Why do you say, O Jacob, and speak, O Israel, “My way is hidden from the Lord, and my right is disregarded by my God”? Have you not known? Have you not heard? The Lord is the everlasting God, the Creator of the ends of the earth. He does not faint or grow weary; his understanding is unsearchable. He gives power to the faint, and to him who has no might he increases strength. Even youths shall faint and be weary, and young men shall fall exhausted; but they who wait for the Lord shall renew their strength; they shall mount up with wings like eagles; they shall run and not be weary; they shall walk and not faint.

Israel, here, is sounding just like David. 'Lord, you have forgotten me. I am suffering so and have cried out to You, but You are nowhere to be found.' The people cry out to Jesus for rescue. But nothing happens. They feel forgotten.

But, through Isaiah, Jesus responds to their cries. He explains that He is the God who is eternal, the creator. He is someone who never gets tired so that He has to put off what He had planned on doing. And 'His understanding is unsearchable'. Jesus is telling the people, 'I know what I'm doing, even though it feels like I don't. I know what I'm doing even though it feels like I've forgotten all about you. But don’t worry. I haven’t.'

What follows is a call to wait.

but they who wait for the Lord

Please understand that this waiting is not just standing there shuffling your feet while nothing is happening. The Hebrew word here has an important nuance to it. It's about waiting in hope. In fact, some translations, like the NIV, translate it here as 'those who hope in the Lord. Now, remember what hope is. It's waiting for Jesus to keep a promise. And you can't hope without trust. So, this waiting is no shuffling of feet. It's active. It's hoping for what has been promised, knowing that one day it will come. And that hopeful waiting is based on this simple sentiment. 'Jesus, I trust You.'

Please note that there is nothing here in Isaiah about when the resolution will come so that all the questions will be answered. The people of God - that includes you - are still waiting when we get to the end of Isaiah's glorious picture.

But the time for you to wait is the time for you to learn. It is as you wait that you learn how to trust and how to hope. And the results? You who wait will run and never give up. And you will soar like the eagles. And that means that, because of the gift of Jesus, you will be able to endure the wait, never becoming so weary that you give up. And it means that, because of the gift of Jesus, you will be able to respond well to the grief and difficulties of what oppresses you while you wait. You will be blessed with joy and peace and more, even as life gets harder. This is the work of the Spirit of Jesus. As you wait in hope you will become stronger and stronger in such a way that it will be obvious to those around you that Jesus has been doing something in your life.

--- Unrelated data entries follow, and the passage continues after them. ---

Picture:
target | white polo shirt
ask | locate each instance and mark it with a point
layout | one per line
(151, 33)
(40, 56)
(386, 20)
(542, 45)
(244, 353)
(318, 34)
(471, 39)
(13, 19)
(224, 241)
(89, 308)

That will be so encouraging to the other saints who also are waiting. As they watch you wait in hope they will see that it's possible to do the same, by the gift of Jesus. And what a witness to those outside the Church, those who have difficulties but have no hope and have nothing to wait for. They will see the blessings of Jesus in you, and that will result in the spread of the Gospel.

We all are waiting for something - every person alive. So, it's not the waiting that distinguishes us. It's how we wait. So, pray for Jesus to give you the ability to wait in hope.